Excavation with a single-bucket excavator usually consists of three main operations: separation and capture of soil from the massif, its movement and subsequent placement. Calculations of productivity and setting the working dimensions of excavators during their design are directly related to the concept of excavator cut and the volume of excavated soil. To solve this problem, it was proposed to introduce a system for monitoring and alerting the condition of excavator teeth in real time. This system will allow employees to assess the condition of the teeth in a timely manner and take measures to replace them, which will prevent equipment downtime and save money and time. One of the options for implementing this system is to install Shovel Metrics equipment on excavators. This equipment allows you to receive information about the condition of excavator teeth using sensors mounted on the bucket of the excavator. Another option is to install a camera sensor on the excavator boom, develop a program code for reading from the image and a warning system.
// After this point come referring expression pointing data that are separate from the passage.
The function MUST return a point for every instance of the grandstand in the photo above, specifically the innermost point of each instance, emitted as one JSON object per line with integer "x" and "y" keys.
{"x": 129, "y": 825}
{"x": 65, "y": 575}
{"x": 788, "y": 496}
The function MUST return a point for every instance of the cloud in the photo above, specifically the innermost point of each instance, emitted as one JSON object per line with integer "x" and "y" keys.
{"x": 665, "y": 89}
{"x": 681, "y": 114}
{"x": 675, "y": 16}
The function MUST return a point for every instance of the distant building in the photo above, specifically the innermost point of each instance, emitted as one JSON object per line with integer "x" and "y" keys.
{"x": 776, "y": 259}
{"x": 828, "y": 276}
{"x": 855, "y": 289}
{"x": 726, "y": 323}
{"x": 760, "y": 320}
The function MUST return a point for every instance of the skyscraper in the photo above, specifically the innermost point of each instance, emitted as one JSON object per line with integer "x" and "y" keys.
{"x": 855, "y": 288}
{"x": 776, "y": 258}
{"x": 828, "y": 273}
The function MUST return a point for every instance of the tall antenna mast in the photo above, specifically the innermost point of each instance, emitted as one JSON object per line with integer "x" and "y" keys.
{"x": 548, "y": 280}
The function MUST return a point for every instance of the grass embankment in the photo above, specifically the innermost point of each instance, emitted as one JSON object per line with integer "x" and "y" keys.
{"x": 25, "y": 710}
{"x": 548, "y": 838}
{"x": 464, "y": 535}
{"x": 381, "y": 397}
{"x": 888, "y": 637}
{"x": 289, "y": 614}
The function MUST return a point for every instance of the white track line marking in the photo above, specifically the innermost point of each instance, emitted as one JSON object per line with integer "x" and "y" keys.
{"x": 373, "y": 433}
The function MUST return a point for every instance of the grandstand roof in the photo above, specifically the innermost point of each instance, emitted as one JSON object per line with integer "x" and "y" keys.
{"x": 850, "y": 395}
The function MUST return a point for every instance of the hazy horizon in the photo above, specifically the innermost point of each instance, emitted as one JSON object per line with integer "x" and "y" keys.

Implementation of a real-time monitoring and alert system for the condition of excavator teeth will solve the problem of unscheduled replacement of excavator teeth and their entry into the crushing plant. This will lead to significant economic benefits for the company, namely: reducing the number of equipment downtime; reducing the cost of unscheduled replacement of excavator teeth; reducing the likelihood of excavator teeth entering the crushing plant. This paper presents an artificial intelligence solution for excavator bucket control based on deep neural networks to obtain accurate and practically applicable data, which provides real-time status updates. The neural network acts as a pixel classifier and assigns a label to each pixel in the excavator bucket image. This classifier, combined with post-processing, provides a comprehensive inspection solution that can detect missing teeth, track wear, and detect fragmentation. This new deep neural network architecture replaces the previous algorithm, which used traditional computer vision techniques to extract information from incoming video footage while providing the specified product functions. Like all deep learning solutions, Shovel Metrics™ will only improve with large training data sets.